If a backup was created during the attack, it may be corrupted. Use the previous backup for verification.

Remove temporary rules

Review all iptables rules you added in a rush. Overly aggressive rules can block legitimate players.

# View current rules with line numbers
iptables -L INPUT -n --line-numbers
# Delete a specific rule by number
iptables -D INPUT <number>

Check for traces

• Are there any unfamiliar OP players?
• Have configs been modified (server.properties, spigot.yml)?
• Are there suspicious plugins in the plugins folder?

DDoS is sometimes used as a distraction while the attacker tries to exploit vulnerabilities on the server.

Step 8: Prevention Plan for Next Time

It happened once - it will happen again.

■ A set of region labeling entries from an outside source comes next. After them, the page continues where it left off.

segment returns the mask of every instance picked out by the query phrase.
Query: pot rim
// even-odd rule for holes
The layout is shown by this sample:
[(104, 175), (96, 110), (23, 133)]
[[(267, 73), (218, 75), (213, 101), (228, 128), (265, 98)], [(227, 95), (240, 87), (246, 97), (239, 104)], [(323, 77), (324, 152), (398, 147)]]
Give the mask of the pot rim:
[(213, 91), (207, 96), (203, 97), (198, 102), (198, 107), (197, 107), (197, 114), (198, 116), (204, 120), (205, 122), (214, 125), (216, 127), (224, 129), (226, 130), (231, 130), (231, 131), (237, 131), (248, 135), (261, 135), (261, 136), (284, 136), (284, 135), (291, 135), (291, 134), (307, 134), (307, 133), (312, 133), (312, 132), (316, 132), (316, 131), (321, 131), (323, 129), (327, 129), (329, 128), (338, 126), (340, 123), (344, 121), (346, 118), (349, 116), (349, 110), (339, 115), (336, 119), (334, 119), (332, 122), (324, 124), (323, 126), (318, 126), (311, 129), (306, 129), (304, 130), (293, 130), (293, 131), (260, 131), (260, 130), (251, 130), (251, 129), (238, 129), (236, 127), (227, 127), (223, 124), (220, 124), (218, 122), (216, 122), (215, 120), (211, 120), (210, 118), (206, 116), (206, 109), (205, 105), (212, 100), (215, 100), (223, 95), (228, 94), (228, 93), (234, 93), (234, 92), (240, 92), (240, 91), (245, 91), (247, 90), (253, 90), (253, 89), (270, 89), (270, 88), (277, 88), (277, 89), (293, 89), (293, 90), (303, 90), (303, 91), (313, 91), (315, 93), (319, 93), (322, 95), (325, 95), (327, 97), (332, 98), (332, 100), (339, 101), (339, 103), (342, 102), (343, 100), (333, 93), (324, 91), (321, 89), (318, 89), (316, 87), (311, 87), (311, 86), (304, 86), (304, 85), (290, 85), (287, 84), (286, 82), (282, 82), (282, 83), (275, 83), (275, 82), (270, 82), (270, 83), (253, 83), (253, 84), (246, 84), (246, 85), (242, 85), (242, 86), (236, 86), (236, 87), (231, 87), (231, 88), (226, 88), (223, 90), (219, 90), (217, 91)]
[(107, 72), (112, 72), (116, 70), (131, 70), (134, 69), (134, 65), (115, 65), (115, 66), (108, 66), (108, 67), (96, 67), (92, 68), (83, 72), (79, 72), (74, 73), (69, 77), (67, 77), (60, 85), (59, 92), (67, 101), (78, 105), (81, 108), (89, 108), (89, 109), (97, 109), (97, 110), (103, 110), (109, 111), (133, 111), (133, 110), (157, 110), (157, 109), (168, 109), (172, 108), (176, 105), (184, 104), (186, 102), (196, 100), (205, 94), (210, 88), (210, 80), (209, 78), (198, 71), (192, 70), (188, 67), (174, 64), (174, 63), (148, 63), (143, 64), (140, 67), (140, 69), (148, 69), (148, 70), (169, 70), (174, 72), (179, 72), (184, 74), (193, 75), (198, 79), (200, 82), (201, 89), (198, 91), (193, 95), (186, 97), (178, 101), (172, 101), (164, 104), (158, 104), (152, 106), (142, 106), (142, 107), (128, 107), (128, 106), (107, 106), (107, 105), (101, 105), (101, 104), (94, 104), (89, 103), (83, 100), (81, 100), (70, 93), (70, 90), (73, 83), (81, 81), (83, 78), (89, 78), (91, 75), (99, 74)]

Prepare in advance.

Backups

• Set up automatic backups at least once a day
• Store backups on a separate server or in the cloud
• Test your backups monthly - do a trial restore

Hide your real IP

• Use a proxy (BungeeCord, Velocity) or a protection service
• Do not publish the server IP anywhere except the proxy address
• If the IP is already exposed - ask your hosting provider to change it

Prepare an emergency protection script

Create a script you can run with a single command during an attack:

#!/bin/bash
# emergency-protect.sh
echo "Activating emergency protection..."
# Connection limit
iptables -A INPUT -p tcp --dport 25565 -m connlimit --connlimit-above 3 -j DROP
# Rate limit new connections
iptables -A INPUT -p tcp --dport 25565 -m state --state NEW -m hashlimit \
  --hashlimit-above 5/sec --hashlimit-burst 10 --hashlimit-mode srcip \
  --hashlimit-name mc_limit -j DROP
# SYN cookies
echo 1 > /proc/sys/net/ipv4/tcp_syncookies
echo "Protection activated. Don't forget to enable whitelist!"

Monitoring

• Set up alerts for abnormal traffic
• Use Prometheus + Grafana or at least a simple script tracking connection counts
• Subscribe to hosting notifications about network issues

Documentation

• Write down what happened and which actions helped
• Create a contact list: hosting support, other admins who can help
• Update your action plan after every attack

Quick Summary: Action Order

1. Don't panic. Open a notepad, log your actions
2. Identify the type: check traffic (vnstat, nethogs), connections (ss), CPU (top)
3. Apply iptables rules: connection limits, rate limiting
4. Enable whitelist in Minecraft
5. Contact hosting support with details
6. Evaluate the need for professional protection (MineGuard or similar)
7. Post-attack: save logs, verify data, remove temporary rules
8. Prepare a plan for the future: backups, monitoring, IP hiding

An attack is unpleasant, but it is not the end. With the right actions, you minimize damage and get your server back online faster than you think.